31.4 cut: Extracting Columns by Delimiter or Byte Position
Right, let’s talk about cut. It’s the command you reach for when you have a nicely structured line of text—a config file, a CSV, the output of another command—and you just want to pull out a specific piece of it. It’s the digital equivalent of taking a scalpel to a log file. Simple concept, right? And it is. Until it isn’t. cut is one of those tools that will work perfectly 99% of the time and then fail in the most spectacularly confusing way the other 1%. I’m here to make sure you’re ready for that 1%.
The core idea is that cut slices up each line of input based on one of two criteria: a delimiter (like a comma or a tab) or a fixed byte position. It then outputs only the pieces you asked for.
The Delimiter Dance (-d and -f)
This is the most common way to use cut. You specify a delimiter character with -d and then the field(s) you want with -f.
Let’s say you have a file users.txt with contents like this:
alan.shearer:1001:/home/alan.shearer:/bin/bash
thierry.henry:1002:/home/thierry.henry:/bin/zsh
eric.cantona:1003:/home/eric.cantona:/usr/bin/fish
You want just the usernames. That’s the first field, colon-delimited.
cut -d':' -f1 users.txt
alan.shearer
thierry.henry
eric.cantona
Clean. Simple. Beautiful. Now, what if you want the username and the user ID? You can specify multiple fields as a comma-separated list.
cut -d':' -f1,2 users.txt
alan.shearer:1001
thierry.henry:1002
eric.cantona:1003
Notice it preserves the delimiter between the selected fields. You can also use ranges: -f2-4 for fields 2 through 4, or -f-3 for fields 1 to 3. This is genuinely useful.
Now, the first pitfall. What if your data doesn’t have a consistent number of fields? cut does not care. It will happily give you an empty string or, worse, just skip the line entirely if a field number doesn’t exist. It’s brutally literal. There’s no --please-be-flexible flag. This is why for messy, real-world data, awk is often a better choice, but cut is lighter and faster for well-behaved files.
Byte and Character Positioning (-b and -c)
Sometimes, your data isn’t delimited but is fixed-width. Maybe it’s the output of some ancient COBOL program or a specific log format. Here, you use -b for byte or -c for character positions.
Let’s take a classic: the output of ls -l.
ls -l | head -3
-rw-r--r-- 1 user staff 12345 Dec 5 10:30 report.pdf
drwxr-xr-x 7 user staff 224 Nov 28 14:17 Projects
-rwxr--r-- 1 user staff 101 Dec 1 09:15 script.sh
The permissions are bytes 1-10, the size is (roughly) bytes 48-55. To get just the size and filename:
ls -l | cut -c48-55,61-
12345 report.pdf
224 Projects
101 script.sh
Here’s the second, massive pitfall: the distinction between -b and -c.

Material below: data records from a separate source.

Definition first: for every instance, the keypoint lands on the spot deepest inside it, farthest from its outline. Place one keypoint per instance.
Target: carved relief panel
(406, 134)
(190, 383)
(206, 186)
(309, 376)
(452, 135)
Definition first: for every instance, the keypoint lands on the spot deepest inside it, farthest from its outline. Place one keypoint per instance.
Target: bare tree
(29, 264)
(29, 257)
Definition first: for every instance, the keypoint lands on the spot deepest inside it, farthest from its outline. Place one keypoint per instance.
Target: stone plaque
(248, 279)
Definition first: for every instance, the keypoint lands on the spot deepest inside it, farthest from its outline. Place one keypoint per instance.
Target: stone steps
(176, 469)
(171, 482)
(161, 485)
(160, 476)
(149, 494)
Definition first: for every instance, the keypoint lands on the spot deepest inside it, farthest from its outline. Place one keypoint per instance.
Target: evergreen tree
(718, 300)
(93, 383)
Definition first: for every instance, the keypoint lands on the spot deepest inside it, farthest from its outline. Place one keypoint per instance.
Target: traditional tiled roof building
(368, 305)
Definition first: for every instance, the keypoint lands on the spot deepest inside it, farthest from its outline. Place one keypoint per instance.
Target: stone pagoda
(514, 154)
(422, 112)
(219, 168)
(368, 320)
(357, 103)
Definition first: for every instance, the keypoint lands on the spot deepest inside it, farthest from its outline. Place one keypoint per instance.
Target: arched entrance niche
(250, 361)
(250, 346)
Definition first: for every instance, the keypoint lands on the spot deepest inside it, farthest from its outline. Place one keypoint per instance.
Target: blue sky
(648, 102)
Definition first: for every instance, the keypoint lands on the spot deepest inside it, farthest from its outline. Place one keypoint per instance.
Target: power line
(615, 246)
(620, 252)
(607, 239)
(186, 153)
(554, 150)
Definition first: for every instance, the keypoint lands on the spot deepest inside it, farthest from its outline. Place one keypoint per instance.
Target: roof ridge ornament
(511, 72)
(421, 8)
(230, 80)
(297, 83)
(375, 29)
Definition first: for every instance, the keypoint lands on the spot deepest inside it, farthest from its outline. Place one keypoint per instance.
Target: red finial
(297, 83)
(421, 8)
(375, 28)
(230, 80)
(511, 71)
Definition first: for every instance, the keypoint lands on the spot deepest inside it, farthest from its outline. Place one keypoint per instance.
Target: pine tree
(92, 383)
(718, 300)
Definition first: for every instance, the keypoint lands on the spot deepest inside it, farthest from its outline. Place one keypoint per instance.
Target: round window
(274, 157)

In 99.9% of situations on a modern UTF-8 system, they are the same. But -b is for bytes, and -c is for characters. If you have a multi-byte character (like an emoji, or an accented letter in certain encodings) in your text, using -b will slice right through the middle of it and output corrupt garbage. -c is supposed to handle this correctly. My advice? Just use -c for character-based slicing and never think about -b again unless you’re dealing with pure ASCII or you enjoy debugging encoding nightmares.
The Absurd Limitation (And How to Fix It)
Here’s the thing that drives me up a wall about cut: it only accepts a single character as a delimiter. One. You cannot use -d '::' or -d '\t+'. This is a design choice from the 1970s that we’re apparently stuck with. It’s absurd.
Need to split on a tab? You have to use shell quoting magic: -d$'\t' in bash. Need to split on multiple spaces? Tough luck. You can’t. This is the primary reason I often abandon cut for awk midway through a script. awk -F ' +' lets me use a full regex as a delimiter. It’s infinitely more powerful.
So, the best practice is simple: use cut for what it’s good at—quick, simple extractions from clean, columnar data with a single-character delimiter. The moment your parsing needs get more complex, graduate to awk. It’s like using a scalpel (cut) for a precise job versus a fully stocked surgical robot (awk). Both have their place, but you gotta know when the job has outgrown the tool.
# For a quick and dirty extraction of the 2nd field from a CSV
cut -d',' -f2 data.csv
# For anything more complex (like a CSV field that might contain a comma itself!)
awk -F',' '{print $2}' data.csv # Still not perfect for CSV, but you get the idea
Remember, cut is a sharp, simple tool. Respect its limitations, and it will serve you well. Ignore them, and it will cut you.